Cases Flashcards
McGuire v. McGuire
Supreme Court of Nebraska
59 N.W.2d 336 (Neb. 1953)
One spouse may not sue the other for support and maintenance while the couple’s marriage remains intact, they continue to live together, and the parties’ home is maintained.
Note: Emphasizes marital privacy
North Carolina Baptist Hospitals, Inc. v. Harris
Supreme Court of North Carolina
354 S.E.2d 471 (1987)
Even in the absence of an express contract, a wife may be held responsible for necessary medical expenses incurred by her husband under the necessaries doctrine.
Moses H. Cone Mem. Hosp. v. Hawley
Court of Appeals of North Carolina
195 N.C. App. 4455; 672 S.E.2d 742 (2009)
The only recognized exception to the doctrine of necessaries, known as the separation exception, requires that the
provider of the services or necessaries carry the burden of showing that the husband and wife were living apart when the
services were provided and that the spousal separation was due to the fault or misconduct of the husband.
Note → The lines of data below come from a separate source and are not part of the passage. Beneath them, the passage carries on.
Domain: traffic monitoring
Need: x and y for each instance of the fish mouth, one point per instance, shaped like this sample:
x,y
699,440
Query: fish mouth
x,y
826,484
A spouse seeking to benefit from the separation exception to the doctrine of necessaries must show that the provider
of necessary services had actual notice of the separation at the time the services were rendered.
Griswold v. Connecticut
United States Supreme Court
381 U.S. 479 (1965)
An implied “right of privacy” exists within the Bill of Rights that prohibits a state from preventing married couples from using contraception.
The Court constructed a right to marital privacy based upon the “penumbras that emanate from the Bill of Rights”.
Various guarantees create zones of privacy.
Lawrence v. Texas
United States Supreme Court
539 U.S. 558 (2003)
The Due Process Clause of the Fourteenth Amendment includes a right to liberty in individual decisions concerning the intimacies of their physical relationship.
Loving v. Virginia
United States Supreme Court
388 U.S. 1 (1967)
A state may not restrict marriages between persons solely on the basis of race under the Equal Protection and Due Process Clauses of the Fourteenth Amendment.
Equal Protection Clause violation (racial discrimination) and Due Process Clause Violation (right to marry) are fundamental rights
Zablocki v. Redhail
United States Supreme Court
434 U.S. 374 (1978)
The right to marry is a fundamental right, and any legislative attempts by a state to limit that right are unconstitutional unless they are narrowly tailored to the accomplishment of an important governmental purpose.
Goodridge v. Department of Public Health
Supreme Judicial Court of Massachusetts
798 N.E.2d 941 (2003)
Preventing same-sex couples from civil marriage violates their liberty and equality protections under the Constitution of the Commonwealth of Massachusetts.
Windsor v. United States
United States District Court for the Southern District of New York
797 F.Supp. 2d 320 (2011), 699 F.3d 169 (2d Cir. 2012), aff’d on other grounds, 133 S.Ct. 558 (2013)
The House of Representatives may intervene as of right to an action involving the constitutionality of a federal statute if the Department of Justice gives notice of its intent not to defend the statute.
Based on the 5th Amendment Due Process (Applies to Federal Government)
Obergefell v. Hodges
United States Supreme Court
135 S. Ct. 1039, 576 U.S. 644 (2015)
Under the Due Process and Equal Protection Clauses of the Fourteenth Amendment, states must issue marriage licenses and recognize lawful out-of-state marriages for same-sex couples.
State v. Green
Utah Supreme Court
99 P.3d 820 (2004)
A state anti-bigamy law does not violate the Free Exercise Clause of the First Amendment to the United States Constitution.
Israel v. Allen
Colorado Supreme Court
195 Colo. 263, 577 P.2d 762 (1978)
A statute may not prohibit marriage between adopted siblings.
Moe v. Dinkins
United States District Court for the Southern District of New York
533 F. Supp. 623 (1981)
A state statute requiring parental consent before a minor may legally marry does not violate the Due Process Clause of the Fourteenth Amendment.
Larson v. Larson
Illinois Appellate Court
42 Ill. App. 2d 467, 192 N.E.2d 594 (1963)
Marriage carries a presumption that both parties were mentally capable of understanding the contract at the time of the ceremony.
Carabetta v. Carabetta
Supreme Court of Connecticut
182 Comm. 344, 438 A.2d 109 (1980)
A marriage is not rendered void under Connecticut law by virtue of the couple’s failure to obtain a statutorily required marriage license.
Key Point: The absence of express statutory language results in a marriage without a license being dissoluble but not void.